Hopkins Forest, de Yves Bonnefoy

 

 

 

 

 

LUÍS SERRANO
Tradução 


Yves Bonnefoy nasceu na cidade francesa de Tours em 24 de Junho de 1923 e faleceu em Paris a 01 de Julho de 2016. Entre as obras de Bonnefoy, citem-se a título de exemplo: Du mouvement et de l’immobilité de Douve (1953), Hier régnant désert (1958), Pierre écrite (1965), L’Arrière-pays (1972), Dans le leurre du seuil (1975), Rue Traversière (1977), Ce qui fut sans lumière (1987), La vie errante (1993), Les Planches courbes (2001). Para além das obras de poesia, é autor de numerosos ensaios e traduções, nomeadamente de Shakespeare (Hamlet, O Rei Lear, Romeu e Julieta, Macbeth, A Tempestade, António e Cleópatra, e  poemas do mesmo autor). Toda a sua obra se encontra publicada em  Éditions Gallimard (nrf).

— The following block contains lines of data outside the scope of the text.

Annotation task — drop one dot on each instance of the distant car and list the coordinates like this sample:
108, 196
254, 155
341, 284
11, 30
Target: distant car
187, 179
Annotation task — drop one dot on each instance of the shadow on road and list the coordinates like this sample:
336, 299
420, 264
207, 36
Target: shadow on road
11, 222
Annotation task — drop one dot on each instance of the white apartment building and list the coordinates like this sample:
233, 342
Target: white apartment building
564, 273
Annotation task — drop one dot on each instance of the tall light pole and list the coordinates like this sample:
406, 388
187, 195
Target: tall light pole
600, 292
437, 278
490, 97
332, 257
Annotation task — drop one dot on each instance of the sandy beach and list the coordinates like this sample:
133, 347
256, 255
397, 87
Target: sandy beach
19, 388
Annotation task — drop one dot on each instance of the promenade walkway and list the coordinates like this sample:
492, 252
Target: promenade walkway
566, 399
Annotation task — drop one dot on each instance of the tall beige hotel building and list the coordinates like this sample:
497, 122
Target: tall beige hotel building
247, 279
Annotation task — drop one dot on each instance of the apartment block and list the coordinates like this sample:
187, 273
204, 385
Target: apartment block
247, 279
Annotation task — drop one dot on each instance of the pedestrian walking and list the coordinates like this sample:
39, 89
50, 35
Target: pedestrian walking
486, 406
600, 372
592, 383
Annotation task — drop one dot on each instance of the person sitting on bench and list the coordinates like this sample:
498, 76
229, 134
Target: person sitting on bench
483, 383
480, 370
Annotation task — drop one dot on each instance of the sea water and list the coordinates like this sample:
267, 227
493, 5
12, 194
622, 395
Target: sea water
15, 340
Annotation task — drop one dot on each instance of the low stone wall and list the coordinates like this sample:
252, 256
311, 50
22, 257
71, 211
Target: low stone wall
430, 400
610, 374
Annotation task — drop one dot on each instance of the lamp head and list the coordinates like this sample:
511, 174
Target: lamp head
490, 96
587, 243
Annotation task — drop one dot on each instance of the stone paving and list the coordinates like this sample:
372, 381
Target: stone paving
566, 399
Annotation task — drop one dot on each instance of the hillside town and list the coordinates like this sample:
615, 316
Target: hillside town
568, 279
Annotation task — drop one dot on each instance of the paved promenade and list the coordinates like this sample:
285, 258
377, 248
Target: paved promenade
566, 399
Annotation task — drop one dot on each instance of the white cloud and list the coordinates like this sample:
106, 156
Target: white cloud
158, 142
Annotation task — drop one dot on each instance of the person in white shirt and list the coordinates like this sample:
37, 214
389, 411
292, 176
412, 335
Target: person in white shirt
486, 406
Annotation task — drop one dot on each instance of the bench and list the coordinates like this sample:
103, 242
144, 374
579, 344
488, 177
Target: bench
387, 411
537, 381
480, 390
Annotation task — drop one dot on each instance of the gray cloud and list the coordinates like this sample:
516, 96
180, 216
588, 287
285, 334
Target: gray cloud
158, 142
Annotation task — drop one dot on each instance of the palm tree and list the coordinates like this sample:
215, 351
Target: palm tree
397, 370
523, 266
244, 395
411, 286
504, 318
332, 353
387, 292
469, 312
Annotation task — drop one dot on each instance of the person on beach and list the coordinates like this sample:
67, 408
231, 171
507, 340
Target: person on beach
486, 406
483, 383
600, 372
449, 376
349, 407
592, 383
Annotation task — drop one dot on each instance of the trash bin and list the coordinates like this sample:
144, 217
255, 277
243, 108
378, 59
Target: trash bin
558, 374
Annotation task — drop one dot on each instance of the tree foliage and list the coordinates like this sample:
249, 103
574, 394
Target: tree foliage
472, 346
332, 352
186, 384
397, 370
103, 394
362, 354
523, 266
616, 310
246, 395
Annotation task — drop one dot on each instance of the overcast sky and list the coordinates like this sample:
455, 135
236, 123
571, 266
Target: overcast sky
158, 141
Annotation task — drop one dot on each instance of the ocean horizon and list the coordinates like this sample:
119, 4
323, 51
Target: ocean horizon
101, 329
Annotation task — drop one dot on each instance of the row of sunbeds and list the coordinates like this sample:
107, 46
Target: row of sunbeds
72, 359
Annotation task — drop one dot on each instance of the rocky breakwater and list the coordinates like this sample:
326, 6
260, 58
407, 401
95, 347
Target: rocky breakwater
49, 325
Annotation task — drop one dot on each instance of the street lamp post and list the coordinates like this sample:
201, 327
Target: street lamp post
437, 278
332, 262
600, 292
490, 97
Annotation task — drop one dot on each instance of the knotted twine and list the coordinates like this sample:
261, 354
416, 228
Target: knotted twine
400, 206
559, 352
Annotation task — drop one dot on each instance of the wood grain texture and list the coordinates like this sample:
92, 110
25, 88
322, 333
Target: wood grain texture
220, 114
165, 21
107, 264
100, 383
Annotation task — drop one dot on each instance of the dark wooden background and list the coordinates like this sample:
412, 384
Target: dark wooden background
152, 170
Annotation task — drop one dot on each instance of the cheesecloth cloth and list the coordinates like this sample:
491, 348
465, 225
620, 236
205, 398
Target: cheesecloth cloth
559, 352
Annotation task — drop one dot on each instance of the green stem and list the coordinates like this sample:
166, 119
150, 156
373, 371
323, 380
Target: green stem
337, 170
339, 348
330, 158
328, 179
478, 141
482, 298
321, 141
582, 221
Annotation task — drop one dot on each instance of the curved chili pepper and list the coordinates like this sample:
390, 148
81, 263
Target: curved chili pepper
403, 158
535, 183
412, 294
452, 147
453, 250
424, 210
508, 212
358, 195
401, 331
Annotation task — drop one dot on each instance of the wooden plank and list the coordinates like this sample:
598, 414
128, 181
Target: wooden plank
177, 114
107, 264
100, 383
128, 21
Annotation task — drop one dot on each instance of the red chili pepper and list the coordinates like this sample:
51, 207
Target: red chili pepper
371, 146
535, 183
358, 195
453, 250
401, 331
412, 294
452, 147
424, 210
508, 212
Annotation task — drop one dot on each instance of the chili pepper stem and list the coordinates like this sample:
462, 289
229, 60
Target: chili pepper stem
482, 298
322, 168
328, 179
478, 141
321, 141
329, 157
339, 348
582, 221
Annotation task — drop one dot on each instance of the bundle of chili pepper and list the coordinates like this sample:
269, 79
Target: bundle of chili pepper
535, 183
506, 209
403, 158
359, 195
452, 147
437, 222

Luís Serrano nasceu na cidade de Évora (Portugal) em 1938. Exerceu a docência universitária até à sua aposentação no domínio das ciências da terra. Coordenou a actividade cultural aberta à comunidade na Universidade de Aveiro (1996 – 2001). Foi co-fundador do Caderno de Poesia Êxodo (Coimbra, 1961). Livros publicados: Poemas do Tempo Incerto, 1983; Entre Sono e Abandono, 1990; As Casas Pressentidas, 1999; Nas Colinas do Esquecimento, 2004; Quando se Apagam as Cerejeiras, 2012; Calavam-se as Estrelas na Mágoa Daquele Inverno, 2017 e Viagem ao Silêncio das Ervas Adormecidas, 2019. Traduziu Dieu Face à la Science de Claude Allègre, 1998. Publicou mais de uma centena de artigos em jornais e revistas (crónicas e crítica literária)


Hopkins Forest

Eu tinha saído

A buscar água ao poço, perto das árvores,

E fiquei em presença de um outro céu.

Desaparecidas as constelações de há um instante apenas,

Três quartos do firmamento estavam vazios,

Reinava aí sozinho o negro mais intenso,

Mas à esquerda, acima do horizonte,

Confundido com o cimo dos carvalhos,

Havia um conjunto de estrelas avermelhadas

Como um braseiro, donde subia mesmo algum fumo.

 

Reentrei

E reabri o livro sobre a mesa.

Página após página,

Mais não eram que sinais indecifráveis,

Agregados de formas sem nenhum sentido

Ainda que vagamente recorrentes,

E por baixo uma brancura de abismo

Como se o que se denomina espírito caísse aí, sem ruído,

Como neve.

Virei, no entanto, as páginas.

 

Muitos anos mais cedo,

Dentro de um comboio no momento em que o dia nasce

Entre Princeton Junction e Newark,

Isto é, dois lugares de acaso para mim,

Caem por duas vezes flechas vindas de parte nenhuma,

Os viajantes liam, silenciosos

Na neve que varria as vidraças cinzentas,

E de súbito,

Num jornal aberto a dois passos de mim,

Uma grande fotografia de Baudelaire

A toda a página

Como se o céu se esvaziasse no fim do mundo

Para consentir a desordem das palavras.

 

Aproximei este sonho e esta lembrança

Quando caminhei, primeiramente todo um outono

Através dos bosques onde em breve caiu a neve

Que triunfou, em muitos destes sinais

Que se recebem, contraditoriamente,

Do mundo devastado pela linguagem.

Chegava ao fim o conflito de dois princípios,

Parecia-me, fundiam-se duas luzes,

Fechavam-se os lábios da ferida.

A massa branca do frio caía em rajadas

Sobre a cor, mas um tecto ao longe, uma tábua

Pintada, de pé contra uma grade,

Era ainda a cor, e misteriosa

Como alguém que saísse do sepulcro e, rindo:

“Não, não me toques”, diria ele ao mundo.

 

Em boa verdade devo muito à Hopkins Forest,

Guardo-a no meu horizonte, na parte

Em que deixa o visível pelo invisível

Pelo sobressalto do azul lá longe.

Escuto-a, através dos ruídos, e por vezes mesmo,

O verão, empurrando com o pé as folhas mortas

De outros anos, claras na penumbra

Dos carvalhos muito juntos por entre as pedras,

Paro, creio que este solo se abre

Para o infinito, que estas folhas caem aí

Sem pressa, ou então voltam a subir, não havendo mais

Nem alto, nem baixo, nem ruído, salvo o leve

sussurro dos flocos que em breve

se multiplicam, se aproximam, se enlaçam

-.E eu revejo então todo o outro céu,

Entro por um instante no grande nevão.